I’d like to map out burial plots at a cemetery in detail. I would like to:
Map the extent of the plot area (verified from an official, publicly recorded cemetery map)
Mark the location of the headstone (if any)
Looking at the ways such things are mapped currently, it seems that whether a grave is mapped as an area or a node, they are tagged the same.
Group Plots
The relationship between plot and headstone is not always 1:1, as in the case of large family plots, where a single headstone is engraved with information relating to multiple individual burial sites.
The area information for each family member is known, and could be mapped as a closed way with cemetery=grave for the specific plots. But what about the family headstone? It’s not really a “grave” in the same way that the plots themselves are, but I don’t see a way to distinguish the two in how these things are currently tagged.
Headstone Attributes
I also thought it would be interesting to include information about the headstone itself, such as its material, color, height, etc. Having the headstone as its own node is ideal for this, and these attributes would not apply to the plot area, so a separate feature makes sense.
I know there’s grave=headstone, but the plot itself is left at the more generic cemetery=grave, which would completely overlap the headstones, tag-wise.
Can it be solved just with tagging?
Is there a better way to tag a burial plot? cemetery=burial_plot? But I know that there’s already an established practice of putting the name and other information onto cemetery=grave objects.
I would map individual plots only where they are visible on the ground, hence no need for copying anything from the cemetery map.
A caveat regarding the names on gravestones, I have read that some jurisdictions around the world are contemplating to extend privacy rights to dead people which would then possibly put the mapping of names on gravestones on the same level as the mapping of names on doorbells (likely meaning that we’d delete the names from OSM).
Thank you for that information! I hadn’t even considered the privacy aspect.
That in mind, I’ve seen graves in OSM mapped with name=John Doe, but then also with inscription=Here Lies The Body Of John Doe, etc etc.
If I wanted to include the text of the inscription, should I proactively omit the names from that?
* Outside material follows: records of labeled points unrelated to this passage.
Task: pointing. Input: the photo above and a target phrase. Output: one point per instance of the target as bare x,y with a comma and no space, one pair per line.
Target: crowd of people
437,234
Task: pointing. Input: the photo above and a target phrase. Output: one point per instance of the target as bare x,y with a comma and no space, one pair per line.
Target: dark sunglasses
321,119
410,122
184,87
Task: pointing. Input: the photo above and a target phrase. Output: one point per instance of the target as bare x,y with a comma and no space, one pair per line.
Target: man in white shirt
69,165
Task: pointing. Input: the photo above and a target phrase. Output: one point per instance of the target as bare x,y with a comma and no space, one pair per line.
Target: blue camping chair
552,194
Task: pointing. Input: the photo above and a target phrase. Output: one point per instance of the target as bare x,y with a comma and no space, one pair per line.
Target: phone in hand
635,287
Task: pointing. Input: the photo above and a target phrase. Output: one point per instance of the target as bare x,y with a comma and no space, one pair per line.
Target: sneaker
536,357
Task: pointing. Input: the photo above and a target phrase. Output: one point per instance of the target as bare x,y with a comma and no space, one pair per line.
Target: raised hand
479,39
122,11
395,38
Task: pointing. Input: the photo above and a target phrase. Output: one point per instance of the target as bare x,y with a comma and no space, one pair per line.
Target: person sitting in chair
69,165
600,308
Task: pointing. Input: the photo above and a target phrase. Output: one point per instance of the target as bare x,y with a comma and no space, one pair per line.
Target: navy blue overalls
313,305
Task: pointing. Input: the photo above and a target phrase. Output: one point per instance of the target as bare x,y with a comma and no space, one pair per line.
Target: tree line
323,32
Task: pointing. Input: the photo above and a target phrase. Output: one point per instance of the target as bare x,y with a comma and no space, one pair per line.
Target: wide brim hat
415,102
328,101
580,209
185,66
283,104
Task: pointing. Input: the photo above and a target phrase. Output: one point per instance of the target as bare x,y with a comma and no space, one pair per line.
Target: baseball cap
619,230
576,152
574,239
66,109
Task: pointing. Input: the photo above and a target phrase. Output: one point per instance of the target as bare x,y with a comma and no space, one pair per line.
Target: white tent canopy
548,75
Do you think the other information like birth, death, etc would be acceptable if the name were omitted?
From a family history and ground truth point of view, I’d map and record the memorials and text as you find it.
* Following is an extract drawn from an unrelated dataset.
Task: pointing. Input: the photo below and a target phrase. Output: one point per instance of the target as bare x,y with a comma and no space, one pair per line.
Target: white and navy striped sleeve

In the UK, many memorials have been recorded by family history societies, but I’ve no idea on the mapping quality. Might be worth chatting to your local Illinois family history/genealogy group. Recording the text is challenging enough, wearher worn etc. Also some cemeteries have been partially cleared or covered to provide additional burial volume. Stones are often moved to the boundaries. Also some burials are inside churches, memorial text getting badly damaged by walking on them, or on separate plaques. Some headstones etc are true memorials of those buried or lost elsewhere. Others being mass graves of unknown sailors and passengers of wrecks. Quite a challenge to map in detail!
Others have been cleared for building development, some for new railways. I wonder if the railway mappers will allow historic cemetery mapping for Curzon Street Station, Birmingham?
I wonder if it is reasonable to represent a plot as a node with just the family name, dates along any other random text that appears on the associated plaque or headstone.